Updated

Let's just say heated.

And not exactly business as usual this past weekend.

Thousands of emails have been pouring in to ask what happened.

Today, I thought it time--

To answer them. And explain myself.

To you.

Welcome, everybody, I'm Neil Cavuto.

And one viewer called it, "Cavuto Unleashed."

Still another, "Chunky, without his chunky monkey."

All talking about behavior they thought out of character, and for some, over the top.

Cynthia e-mails:

"You're the host. Act like it."

Thomas in New York City:

"So anyone who disagrees with you, you just cut their mike?"

No, Thomas, only this guy's. And since this is the first time, it's hardly a pattern.

Paul via Yahoo! Agrees:

"It takes a lot to get you rattled. Today you were rattled, and frankly, I was glad to see it."

John G., Satellite Beach, Florida:

"The worst part is you paid Julian to frustrate you."

Kim e-mails:

"Good thing that Julian fellow was on a remote. I really thought you would have lunged for him if he were there in person."

K.M. in Palm Beach, Florida:

"What happened, Cavuto, someone stole your meds? Or worse, mixed them up on you?"

Heather in Mississippi:

"When the calmest anchor I know acts like this, I can only conclude he's bipolar. I'm a doctor, I can help."

Vitter e-mails:

"You were right to get annoyed.

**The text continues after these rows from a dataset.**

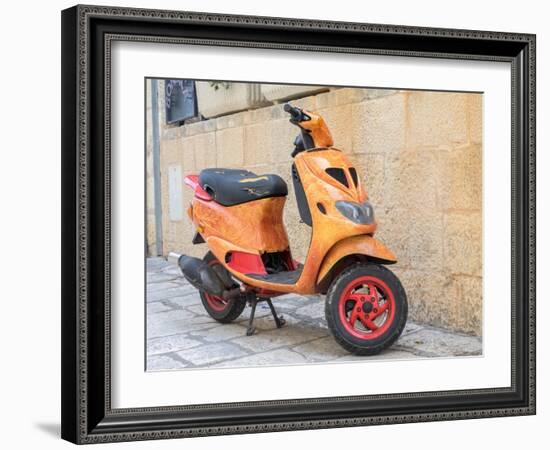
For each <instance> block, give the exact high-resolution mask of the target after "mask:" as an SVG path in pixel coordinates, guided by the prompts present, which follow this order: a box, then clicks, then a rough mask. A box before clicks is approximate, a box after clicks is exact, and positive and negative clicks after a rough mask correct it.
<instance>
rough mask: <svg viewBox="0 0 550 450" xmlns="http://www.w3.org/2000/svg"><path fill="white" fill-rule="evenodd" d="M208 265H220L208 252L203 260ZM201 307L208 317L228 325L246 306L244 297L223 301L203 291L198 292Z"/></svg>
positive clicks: (204, 291) (211, 253)
mask: <svg viewBox="0 0 550 450" xmlns="http://www.w3.org/2000/svg"><path fill="white" fill-rule="evenodd" d="M203 261H205V262H206V263H207V264H208V265H211V266H213V265H216V264H221V263H220V262H219V261H218V260H217V259H216V257H215V256H214V254H213V253H212V252H208V253H207V254H206V255H205V256H204V258H203ZM199 294H200V297H201V301H202V305H203V306H204V309H206V312H207V313H208V315H209V316H210V317H212V318H213V319H215V320H217V321H218V322H221V323H230V322H233V321H234V320H235V319H237V318H238V317H239V316H240V315H241V314H242V312H243V310H244V308H245V306H246V297H245V296H244V295H239V296H237V297H233V298H232V299H230V300H225V299H224V298H223V297H217V296H215V295H212V294H208V293H206V292H205V291H203V290H199Z"/></svg>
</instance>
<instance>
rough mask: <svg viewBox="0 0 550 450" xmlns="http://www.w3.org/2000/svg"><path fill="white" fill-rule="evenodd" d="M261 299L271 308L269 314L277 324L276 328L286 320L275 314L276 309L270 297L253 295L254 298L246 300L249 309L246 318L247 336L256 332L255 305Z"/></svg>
mask: <svg viewBox="0 0 550 450" xmlns="http://www.w3.org/2000/svg"><path fill="white" fill-rule="evenodd" d="M262 301H265V302H267V304H268V306H269V309H270V310H271V314H273V319H275V325H277V328H281V327H282V326H283V325H284V324H285V323H286V320H285V319H284V318H283V316H278V315H277V311H275V307H274V306H273V303H272V302H271V299H270V298H265V299H264V298H258V297H256V296H254V298H251V299H250V300H249V301H248V303H249V305H250V307H251V310H250V319H248V328H247V329H246V335H247V336H252V335H253V334H254V333H255V332H256V327H254V314H255V313H256V305H257V304H258V303H259V302H262Z"/></svg>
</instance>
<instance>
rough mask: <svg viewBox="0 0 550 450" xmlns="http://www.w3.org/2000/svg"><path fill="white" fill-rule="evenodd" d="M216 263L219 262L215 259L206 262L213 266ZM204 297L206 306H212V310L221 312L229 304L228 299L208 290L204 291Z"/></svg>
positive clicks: (228, 304) (221, 311) (226, 306)
mask: <svg viewBox="0 0 550 450" xmlns="http://www.w3.org/2000/svg"><path fill="white" fill-rule="evenodd" d="M217 264H220V263H219V261H218V260H216V259H214V260H212V261H210V262H209V263H208V265H209V266H214V265H217ZM204 297H205V298H206V302H207V303H208V306H210V308H212V309H213V310H214V311H217V312H223V311H224V310H225V309H226V308H227V307H228V306H229V300H226V299H224V298H223V297H218V296H217V295H212V294H209V293H208V292H204Z"/></svg>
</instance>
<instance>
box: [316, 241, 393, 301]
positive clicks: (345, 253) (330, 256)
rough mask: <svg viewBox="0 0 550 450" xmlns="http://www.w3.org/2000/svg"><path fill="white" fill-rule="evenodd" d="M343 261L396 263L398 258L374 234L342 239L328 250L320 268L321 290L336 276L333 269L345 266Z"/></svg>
mask: <svg viewBox="0 0 550 450" xmlns="http://www.w3.org/2000/svg"><path fill="white" fill-rule="evenodd" d="M341 261H349V263H353V262H354V261H376V262H377V263H380V264H395V263H396V262H397V258H396V257H395V255H394V254H393V252H392V251H391V250H389V249H388V248H387V247H386V246H385V245H384V244H382V243H381V242H380V241H379V240H377V239H375V238H373V237H372V236H368V235H365V234H363V235H360V236H352V237H349V238H346V239H342V240H341V241H340V242H338V243H336V244H335V245H334V246H332V248H331V249H330V250H329V251H328V253H327V254H326V255H325V258H324V259H323V262H322V264H321V267H320V268H319V273H318V275H317V286H319V287H321V289H320V290H321V291H324V290H325V289H324V288H323V286H324V287H327V288H328V286H327V285H328V284H329V283H330V281H331V280H332V278H333V277H334V276H335V273H334V271H333V269H337V272H339V271H341V270H343V269H344V268H345V266H344V267H343V266H342V264H339V263H340V262H341Z"/></svg>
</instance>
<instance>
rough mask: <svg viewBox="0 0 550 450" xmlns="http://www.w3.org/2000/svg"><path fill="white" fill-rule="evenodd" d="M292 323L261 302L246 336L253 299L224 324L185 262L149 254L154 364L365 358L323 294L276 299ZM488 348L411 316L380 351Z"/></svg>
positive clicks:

It's a wonder you haven't many times before, the way you put up with these liberal loons."

Elfie M., Clarksville, Tennessee:

"Yes, you are connecting the dots big time. There is a very calculated pattern which results in the total control of this country's population."

Tom in Wheaton, Illinois, just welcomes my temper:

"I always think that we should judge people by whether or not they would be fun at parties. I believe you would be fun at a party. Keep up the good work."

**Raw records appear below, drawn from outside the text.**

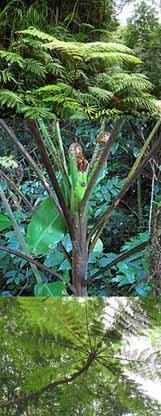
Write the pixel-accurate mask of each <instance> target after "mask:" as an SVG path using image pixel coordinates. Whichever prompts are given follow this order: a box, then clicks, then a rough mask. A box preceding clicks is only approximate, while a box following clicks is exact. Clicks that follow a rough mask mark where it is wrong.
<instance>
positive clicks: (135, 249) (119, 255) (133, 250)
mask: <svg viewBox="0 0 161 416" xmlns="http://www.w3.org/2000/svg"><path fill="white" fill-rule="evenodd" d="M148 243H149V241H145V242H144V243H141V244H139V245H138V246H136V247H133V248H131V249H130V250H128V251H125V252H124V253H121V254H120V255H119V256H118V257H116V259H114V260H112V261H111V262H110V263H109V264H107V266H104V267H101V268H100V269H99V270H98V271H97V272H96V273H93V274H92V275H91V276H90V277H89V279H88V281H89V283H91V282H92V280H93V279H95V278H96V277H98V276H100V275H101V274H102V273H105V272H107V271H108V270H110V269H111V268H112V267H113V266H116V264H118V263H119V262H120V261H123V260H125V259H127V258H128V257H131V256H133V254H135V253H138V252H141V251H143V250H144V249H145V247H147V245H148Z"/></svg>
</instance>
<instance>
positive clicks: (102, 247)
mask: <svg viewBox="0 0 161 416" xmlns="http://www.w3.org/2000/svg"><path fill="white" fill-rule="evenodd" d="M93 251H97V252H98V253H102V251H103V243H102V240H101V239H100V238H98V240H97V242H96V244H95V246H94V247H93Z"/></svg>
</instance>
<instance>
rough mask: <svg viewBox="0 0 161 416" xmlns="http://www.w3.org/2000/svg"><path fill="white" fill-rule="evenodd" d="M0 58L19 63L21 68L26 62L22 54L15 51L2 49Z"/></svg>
mask: <svg viewBox="0 0 161 416" xmlns="http://www.w3.org/2000/svg"><path fill="white" fill-rule="evenodd" d="M0 59H2V60H5V61H6V62H7V63H8V64H17V65H19V67H21V68H22V67H23V64H24V59H23V58H22V56H21V55H19V54H17V53H15V52H9V51H3V50H0Z"/></svg>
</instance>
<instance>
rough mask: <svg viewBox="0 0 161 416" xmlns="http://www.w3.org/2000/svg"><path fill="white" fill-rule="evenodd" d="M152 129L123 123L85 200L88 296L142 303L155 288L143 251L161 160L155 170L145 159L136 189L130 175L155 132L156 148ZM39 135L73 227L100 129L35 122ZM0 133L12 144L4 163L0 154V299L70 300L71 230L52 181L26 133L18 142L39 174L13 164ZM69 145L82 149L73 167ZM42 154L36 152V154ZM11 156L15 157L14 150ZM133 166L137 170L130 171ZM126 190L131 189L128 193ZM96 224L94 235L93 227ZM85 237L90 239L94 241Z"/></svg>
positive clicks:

I'm not quite sure that's a compliment, Tom. But so it goes. And on it went.

Thousands of emails over a heated weekend show about a very hot issue:

All of these privacy invasions.

Invasions that my guest Julian Epstein insisted must be looked at individually.

I disagreed, and urged all to keep the politics out of it and see the pattern collectively.

As I said on this show and many times before, these stunning and sweeping assaults on our personal privacies should worry all Americans. Because this isn't left or right.

This is wrong.

And when key house Democrats, including New York's Jerry Nadler and Virginia's Bobby Scott, want hearings on these NSA invasions, it's clear they think something is wrong.

And when Democratic senators Mark Udall and Dick Durbin talk about government scrutiny that goes beyond the standard. It's clear they think something is very wrong.

All these invasions of our personal privacy under the guise of protecting us. Are just wrong. This is no longer about keeping us safe.

This is about keeping us safely under the government's eye. And it's clear the government is watching, all the time.

So I'm not here now, nor was I this weekend, to hear anyone trying to protect a president, any president. I wanted to focus on protecting people--all people.

Because these aren't isolated incidents, my friends.

Julian might warn about conflating scandals. I worry about the totality of these scandals.

As I told him, the incidents may differ, but the pattern is disturbingly the same. Government abusing its rights by taking away ours.

A Justice Department that spies on reporters.

An IRS that targets conservative groups. Then conservative donors.

A Health and Human Services Department that strong-arms companies into promoting a healthcare law.

The NSA ordering Verizon to surrender millions of phone records.

Then going after the likes of Google and apple and Ebay to get a hold of their e-mails. Our emails.

Forget about cluster, does Custer ring a bell?

These issues surround us, my friends, and to minimize their threat or sluff them off as individual political incidents, each bearing no resemblance to the other, makes a mockery of us all.

That's why I got angry. That's why i interrupted Julian, who is otherwise a friend, this is foolish.

And that's why, after repeated attempts to get him to shut up about making this a political discussion, I simply decided to cut his mike.

Some of you found that rude.

But I found subjecting you to the same old back and forth talking points on what are systemic assaults on our civil liberties, would be even ruder.

So, I did something I never do. I lost it.

But for good reason.

This isn't just a scandal, my friends. Or a series of scandals. Over even scandalous behavior.

I have no idea how high up this goes. Any of this goes. Only that it goes. And goes and goes. Part of a business as usual pattern of assaulting the liberties we've apparently taken for granted.

Realize what's going on here, and whether triggered by a patriot act initiated under a republican president, or one put on spying steroids by a democratic one... The results are frightening.

Rifling through our taxes, collecting our phone records, spying our e-mails, our associations, our friends, our families, our lives.

If that isn't worth getting hot and bothered, frankly i don't know what is.

This isn't about some fair and balanced debate on a story. Because there is no fair and balanced way to debate the core of our liberties.

Either we have them and enjoy them, or we do not.

And the next time someone reduces it to a left-right thing; you bet I'll cut in.

And if they refuse to step back, you bet--I will cut their mike.